HOUSTON - Some homeowners in northwest Harris County woke up Friday to find their streets turned into lakes.
Officials said dozens of homes flooded after rains drenched the Houston area this week and caused creeks to flow out of their banks.
Francisco Sanchez of the Harris County Office of Homeland Security and Emergency Management said homes have been reported flooded in northwest Harris County and Montgomery County. He said Little Cypress Creek was flowing 2 to 3 feet above its banks.
A shelter has been opened in Magnolia for residents who have been evacuated from their homes. It's at Livingstone Church, 26605 Peden Road. About 30 people were there as of 3 p.m. Friday, but it has capacity for 100.
A second shelter was opened at Glenloch Elementary, 27505 Glen Loch Drive in The Woodlands, for residents whose homes are flooded in the Spring Creek area.
Homes in the Norchester subdivision along Jones Road near Cypresswood were only accessible by boats.
Residents said the flooding began at 7 a.m. and within 30 minutes, the water was as high as chest-deep in spots.
"Just came up quick," resident Patty Bonar said. "We got up this morning and here it was. You can't go to work. You can't leave the neighborhood, really."
"I got a phone call at 7:30 this morning," resident Andrew Sauer said. "Looked out the window and my car was under water."
The Cypress Creek Volunteer Fire Department has been using boats to bring residents to higher ground. About 54 residents were evacuated by 2 p.m.
"We pitched stuff up and packed baby clothes, diapers and milk," resident Martha Michals said. "Now we're out."
The homes did not have electricity.
"It's dark and bugs are coming in," resident Jessie Rios said.
Michelle Colby said her house wasn't flooded, but she wanted to get her children out before that changed. They paddled through high water in their neighborhood to get out.
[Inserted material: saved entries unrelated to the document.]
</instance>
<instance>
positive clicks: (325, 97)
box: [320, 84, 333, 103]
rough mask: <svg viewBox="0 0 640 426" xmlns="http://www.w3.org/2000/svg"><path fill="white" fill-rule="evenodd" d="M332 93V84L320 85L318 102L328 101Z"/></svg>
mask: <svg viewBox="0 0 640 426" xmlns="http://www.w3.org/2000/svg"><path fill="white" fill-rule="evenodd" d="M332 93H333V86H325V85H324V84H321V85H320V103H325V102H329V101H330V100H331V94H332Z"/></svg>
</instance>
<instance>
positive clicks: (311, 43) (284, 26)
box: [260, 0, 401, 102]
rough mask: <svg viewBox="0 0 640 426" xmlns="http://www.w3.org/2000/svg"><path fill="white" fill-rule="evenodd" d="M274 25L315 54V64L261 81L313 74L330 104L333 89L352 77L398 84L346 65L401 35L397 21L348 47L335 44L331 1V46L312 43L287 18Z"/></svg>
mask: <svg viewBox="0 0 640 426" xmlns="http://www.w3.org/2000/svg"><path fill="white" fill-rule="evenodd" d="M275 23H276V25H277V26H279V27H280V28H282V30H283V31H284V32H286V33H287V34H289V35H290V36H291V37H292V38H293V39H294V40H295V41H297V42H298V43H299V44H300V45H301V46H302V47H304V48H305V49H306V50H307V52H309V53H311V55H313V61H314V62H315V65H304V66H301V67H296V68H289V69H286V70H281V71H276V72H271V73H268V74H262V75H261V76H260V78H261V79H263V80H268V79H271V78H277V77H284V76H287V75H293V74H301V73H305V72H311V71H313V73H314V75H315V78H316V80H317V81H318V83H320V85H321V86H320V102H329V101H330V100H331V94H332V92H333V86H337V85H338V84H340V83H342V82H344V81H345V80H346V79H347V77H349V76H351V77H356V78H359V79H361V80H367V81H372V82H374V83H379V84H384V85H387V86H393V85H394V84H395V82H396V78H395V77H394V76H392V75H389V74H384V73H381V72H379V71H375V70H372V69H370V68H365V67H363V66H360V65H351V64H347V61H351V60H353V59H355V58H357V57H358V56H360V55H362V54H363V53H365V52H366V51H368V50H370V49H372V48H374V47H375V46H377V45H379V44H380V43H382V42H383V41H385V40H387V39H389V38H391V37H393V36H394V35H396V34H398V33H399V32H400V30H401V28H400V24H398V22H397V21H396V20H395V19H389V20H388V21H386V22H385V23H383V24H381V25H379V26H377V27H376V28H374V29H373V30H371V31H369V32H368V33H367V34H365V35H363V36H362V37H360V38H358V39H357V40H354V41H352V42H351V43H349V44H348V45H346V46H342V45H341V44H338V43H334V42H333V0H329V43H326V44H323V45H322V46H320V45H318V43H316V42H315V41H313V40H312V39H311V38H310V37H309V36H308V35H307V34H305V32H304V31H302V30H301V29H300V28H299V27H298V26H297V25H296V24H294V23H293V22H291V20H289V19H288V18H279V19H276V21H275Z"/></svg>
"We're just getting the kids out to my mom's house ... let them be safe," Colby said.
Colby said some of her neighbors weren't as lucky as she has been, so far at least.
"Our house is the most elevated, but our neighbors across the street have about 8 inches in their house," she said. "Their cars are totaled."
A "road closed" sign was placed at the intersection of Telge and Huffmeister. High water forced officials to close the area. Hundreds of homes were surrounded by water.
"There's a large amount of water that's covering the Longwood area. The bayou that runs along Spring Cypress in the Telge area is completely under water. You can't pass in or out of the neighborhood," resident Joey Norman said. "It's one of the worst floods I've seen in living 15, 16 years out here."
"I didn't realize it was going to be this bad because when we came home last night, it wasn't this bad because we came down this road," resident Lisa Mancilla said.
A woman called to be rescued from her car on Jarvis at Barker Cypress Thursday at 9:30 p.m., but officials had a hard time finding her.
"We were able to talk to her on the cellphone to try and pinpoint where she was. She could hear us but we weren't able to see her in the dark. We deployed our boat and were able to locate her and rescue her," said Robert Rosa with the Cy-Fair Fire Department.
Residents who choose to leave as a precautionary measure and are able to do so without encountering high water locations are encouraged to do so during daylight, the Harris County Office of Emergency Management said.
Some homes on Mueschke Road flooded on Thursday, but on Friday the water receded. They spent Friday cleaning up and getting in touch with their insurance companies.
Residents who live near Spring Creek in the Spring area were worried Friday because the creek was overflowing its banks.
May residents rented trucks to get their things out before water got into their homes.
Some homeowners deal with storm damage
Residents in Baytown weren't dealing with flooding, but they had downed trees and power lines.
People who live on Long Meadow near Littlewood heard a giant pop about noon. A tree snapped and fell on power lines. One of the power poles fell onto a garage.
Residents had to wait for utility workers to come turn off the power before they could start to clean up.